Two hundred and twenty failures tell me something important: the problem space is bigger than I thought. I wasn't fighting one enemy — I was fighting eight, and I didn't even know most of them existed until now. Each failure peeled back a layer and revealed something new.
The stale data problem alone is enormous. It's not enough to subscribe to pool updates — I need to subscribe to the right pool updates, at the right frequency, and I need to know which pools I can trust and which ones are feeding me ghosts. I need the bot to distinguish between a real opportunity and a phantom one, and right now, it can't.
The transaction size problem cascades into a bundle design problem, which cascades into an atomicity problem, which cascades into a risk management problem. Pull one thread and three more unravel.
The account existence problem reveals a gap in my understanding of Solana's runtime. I assumed things about the state of the chain that turned out to be false. Each false assumption became a failure mode.
Here's what I keep coming back to: the distance between "the code compiles" and "the code makes money" is vast. Incomprehensibly vast. Every programmer knows the gap between "it compiles" and "it works." But in MEV, there's a third gap — "it works" and "it works fast enough, accurately enough, and reliably enough to compete against other bots that have been doing this for years." That third gap is where I'm standing right now, and I can't even see the other side.
The logs are saved. The data is recorded. The eight problems are identified, even if most of them aren't solved yet. I have a list of things that need to change, and each item on that list is a project in itself.
I close my laptop. Not because I'm giving up. Because it's 4 AM and I need to sleep. And because the problems I've found aren't the kind you solve by pushing through fatigue. They're the kind you solve by thinking clearly, and thinking clearly requires not being awake for twenty-two hours straight.
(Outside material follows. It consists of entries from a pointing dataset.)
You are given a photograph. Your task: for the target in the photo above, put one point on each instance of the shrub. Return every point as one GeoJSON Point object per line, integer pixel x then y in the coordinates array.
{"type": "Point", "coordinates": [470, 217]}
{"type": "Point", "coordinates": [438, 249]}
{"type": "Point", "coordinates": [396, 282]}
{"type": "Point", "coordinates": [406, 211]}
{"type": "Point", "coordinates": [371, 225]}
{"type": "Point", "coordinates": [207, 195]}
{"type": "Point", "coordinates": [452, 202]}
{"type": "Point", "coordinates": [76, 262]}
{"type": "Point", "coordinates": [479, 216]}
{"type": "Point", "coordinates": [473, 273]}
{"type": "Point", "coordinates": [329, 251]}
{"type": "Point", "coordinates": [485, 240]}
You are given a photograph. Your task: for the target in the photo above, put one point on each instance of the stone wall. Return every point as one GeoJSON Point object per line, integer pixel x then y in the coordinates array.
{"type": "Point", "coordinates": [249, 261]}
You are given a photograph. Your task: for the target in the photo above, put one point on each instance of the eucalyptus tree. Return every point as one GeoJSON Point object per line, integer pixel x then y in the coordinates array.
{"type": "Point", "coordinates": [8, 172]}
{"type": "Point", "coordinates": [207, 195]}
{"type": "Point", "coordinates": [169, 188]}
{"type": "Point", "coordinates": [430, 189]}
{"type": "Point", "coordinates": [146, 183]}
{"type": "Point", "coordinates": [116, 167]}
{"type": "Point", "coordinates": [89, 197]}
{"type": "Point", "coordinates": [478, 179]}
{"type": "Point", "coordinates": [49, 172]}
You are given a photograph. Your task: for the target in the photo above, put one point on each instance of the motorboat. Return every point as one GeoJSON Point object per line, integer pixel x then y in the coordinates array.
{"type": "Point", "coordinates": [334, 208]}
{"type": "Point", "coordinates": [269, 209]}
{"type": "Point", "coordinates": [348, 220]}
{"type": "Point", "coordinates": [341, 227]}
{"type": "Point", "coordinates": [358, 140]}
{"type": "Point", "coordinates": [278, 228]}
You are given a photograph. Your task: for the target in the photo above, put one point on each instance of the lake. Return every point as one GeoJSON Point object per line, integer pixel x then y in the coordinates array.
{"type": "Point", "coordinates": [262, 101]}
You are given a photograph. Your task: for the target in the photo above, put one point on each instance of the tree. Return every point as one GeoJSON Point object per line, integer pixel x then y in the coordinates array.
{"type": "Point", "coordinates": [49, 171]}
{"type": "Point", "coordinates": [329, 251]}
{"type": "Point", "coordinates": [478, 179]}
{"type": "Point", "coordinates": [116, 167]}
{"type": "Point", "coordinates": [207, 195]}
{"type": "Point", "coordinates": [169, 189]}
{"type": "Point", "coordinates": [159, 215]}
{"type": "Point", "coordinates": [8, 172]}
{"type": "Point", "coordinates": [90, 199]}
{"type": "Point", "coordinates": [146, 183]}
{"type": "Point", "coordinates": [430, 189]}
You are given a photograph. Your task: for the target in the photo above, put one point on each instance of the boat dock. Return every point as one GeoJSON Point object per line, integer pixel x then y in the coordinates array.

Zero percent. Two hundred and twenty straight failures. The bot works perfectly and produces nothing.
I'm not sure what the right analogy is. Maybe it's like building a fishing rod, testing the cast in your backyard, driving to the lake, and spending four hours casting perfectly — beautiful form, textbook technique, consistent distance — and catching absolutely nothing. The rod works. The cast works. But working gear and good technique don't guarantee fish. You also need to be in the right spot, with the right bait, at the right time, reading the water correctly. The rod is the easy part. Reading the water is the hard part.
I built a rod. Now I need to learn to read the water.
But that's a problem for tomorrow. Right now, it's 4 AM and the cursor is blinking and the log file is 23,000 lines of things that didn't work, and I'm going to bed with a 0% landing rate and a head full of questions I don't know how to answer yet.
The question that keeps circling as I drift off: is 0% the bottom, or is there a layer underneath this that I haven't found yet? The eight problems I've identified — are those all of them? Or are there more hiding behind the ones I can see, waiting to reveal themselves once I fix the obvious ones?
I genuinely don't know. And that uncertainty — that specific flavor of not-knowing-what-you-don't-know — is the most honest thing I've felt since I started this project.